Overall, after shipping and throwing away the over a couple-of-year expired products, it was not worth it. It is better to look out for great deals in legit beauty websites: such as Smashbox, Stila, Benefit, Beauty.com, etc which sometimes offer great discounts, free products, free deluxe sample products, free shipping, and birthday gifts.

I especially recommend Smashbox. On Tuesays and Thursdays with a purchase of a certain amount (depends) they give a free product and you can combine that with their other codes for free deluxe samples, also if you sign up with them you get an extra deluxe sample everytime, access to their sale items, free shipping, a birthday gift and store credit. Stila, Urban Decay, and Benefit also have very good deals, but I still have not order from them.

I would definitely not order from ACW again, and I would not recommend them. Take advantage of legit websites that have very good deals. As for MAC save some money and buy it from one of their stores. You only need a handful of products from MAC in your make-up collection.


----------



## carolannfud (Feb 14, 2014)

Anyone ordered fromACW recently (February 2014)? I order from them a lot and always happy but now my password isn't recognised, lost password facility didn't work and they haven't replied to my email. Will let me register as a new user but I'm just a bit worried now maybe they've updated their website and that's the issue. Can anyone help? cheers, carol in Australia.


----------



## lethalglam (Feb 14, 2014)

Oh god I ordered something in January and it never got to me and now I'm trying to get paypal to refund my money!! ACW IS THE WORST!! They don't EVEN HAVE A PHONE NUMBER or any sort of customer service, it's the same 2 dumb women that always respond with very unhelpful emails to any inquiry - and half of the time they don't respond at all!

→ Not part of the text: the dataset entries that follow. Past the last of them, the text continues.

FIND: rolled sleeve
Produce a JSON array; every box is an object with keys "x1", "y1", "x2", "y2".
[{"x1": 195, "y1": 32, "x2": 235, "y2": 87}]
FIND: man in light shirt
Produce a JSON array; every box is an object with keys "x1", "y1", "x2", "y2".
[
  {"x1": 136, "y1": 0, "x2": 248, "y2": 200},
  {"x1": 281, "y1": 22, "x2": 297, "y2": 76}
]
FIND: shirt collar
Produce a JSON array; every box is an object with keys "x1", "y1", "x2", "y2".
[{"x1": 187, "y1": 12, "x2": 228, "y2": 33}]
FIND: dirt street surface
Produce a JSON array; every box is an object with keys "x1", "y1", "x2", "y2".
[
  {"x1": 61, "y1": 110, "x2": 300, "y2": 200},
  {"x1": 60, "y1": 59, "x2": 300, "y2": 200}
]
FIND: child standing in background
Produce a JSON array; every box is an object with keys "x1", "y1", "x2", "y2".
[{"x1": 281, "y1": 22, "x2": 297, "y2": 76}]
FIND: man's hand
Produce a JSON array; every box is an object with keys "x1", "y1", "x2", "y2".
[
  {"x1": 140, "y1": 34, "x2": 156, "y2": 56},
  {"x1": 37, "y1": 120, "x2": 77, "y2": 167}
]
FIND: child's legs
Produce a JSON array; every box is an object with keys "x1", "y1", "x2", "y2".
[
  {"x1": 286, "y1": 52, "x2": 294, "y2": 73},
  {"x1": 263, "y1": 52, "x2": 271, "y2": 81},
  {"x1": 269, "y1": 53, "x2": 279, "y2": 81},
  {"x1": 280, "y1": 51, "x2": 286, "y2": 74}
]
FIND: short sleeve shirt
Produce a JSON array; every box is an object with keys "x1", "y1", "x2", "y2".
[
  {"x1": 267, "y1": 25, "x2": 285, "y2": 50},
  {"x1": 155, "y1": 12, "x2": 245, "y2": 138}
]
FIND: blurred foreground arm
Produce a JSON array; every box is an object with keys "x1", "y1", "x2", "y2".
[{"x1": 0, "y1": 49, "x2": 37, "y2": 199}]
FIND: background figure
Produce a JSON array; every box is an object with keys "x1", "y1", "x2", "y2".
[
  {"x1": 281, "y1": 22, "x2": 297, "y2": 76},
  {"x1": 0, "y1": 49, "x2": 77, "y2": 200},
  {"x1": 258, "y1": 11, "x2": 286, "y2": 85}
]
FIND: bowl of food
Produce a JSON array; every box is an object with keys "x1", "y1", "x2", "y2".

The USPS messed up where the order was supposed to be sent so it went back to ACW and then they contacted me and told me I WOULD HAVE TO REPAY SHIPPING if I wanted the items or I would have to pay a RESTOCKING FEE FOR THE ITEMS I NEVER GOT! It's ABSOLUTELY ludicrous. Please do NOT ever order from that horrible website, you'll be scammed.


----------



## lethalglam (Feb 26, 2014)

I decided I would review my order for you guys so here's the outcome of my All Cosmetics Wholesale Order and how it went:

http://lethalglam.blogspot.com/2014/02/retailer-review-all-cosmetics-wholesale.html

Here's a pic of the stuff I ordered:


----------



## carolannfud (Feb 26, 2014)

Thanks for sharing lethal glam. Great to hear your comments!


----------



## mjreynolds32 (Mar 15, 2014)

I purchased several of the "factory blem" lipsticks from them. They seemed too good to be true, and in my case they were. All of the color name labels were removed, but the odd thing was that they left a white paper behind where they were torn off. It seems almost impossible for a real Mac label to tear off in this way. The packaging on the bullets all had subtle differences from lipstick to lipstick - the metal ring in the center was a different width on one, one actual lipstick was slightly wider and the plastic that held it in was slightly wider too, and there were smudges in the glitter on the plastic case of one that made it look as though it were sprayed on rather than molded in. None of the lipsticks I received had a classic Mac vanilla scent - one was very fruity and the others didn't have much fragrance other than a slight sweet hint of something almost floral. I also purchased a Mac lip glass in the color Jealous from an old limited edition collection. The box it came with had a Korean label on it and it smelled really terrible - it had a very strong scent kind of like the old tubes of plastic balloons that I got as a kid had. The color was seperated and I had to really mix it with the lip wand to get it to combine the shimmer and the gloss. I thought it would be nice to use as a color shift but it was really goopy and sticky and in the end unuseable due to the bad smell. I can't imagine Mac wanting a product like this available for purchase still. If I had bought it from a blog sale I might think it was just rancid from age and that it had been opened, but between the Korean labels and the weird seperation issues I don't think it was real. If I would've saved the money I could've had two real lipsticks from the CCO or even the Mac website. I won't buy from ACW again, and if I had realized they didn't even provide a phone number for customer service issues I would never have bought from them at all.


----------



## normajean2008 (Mar 15, 2014)

Quote: Originally Posted by *mjreynolds32* /img/forum/go_quote.gif

*I purchased several of the "factory blem" lipsticks from them. They seemed too good to be true, and in my case they were.*

All of the color name labels were removed, but the odd thing was that they left a white paper behind where they were torn off. It seems almost impossible for a real Mac label to tear off in this way.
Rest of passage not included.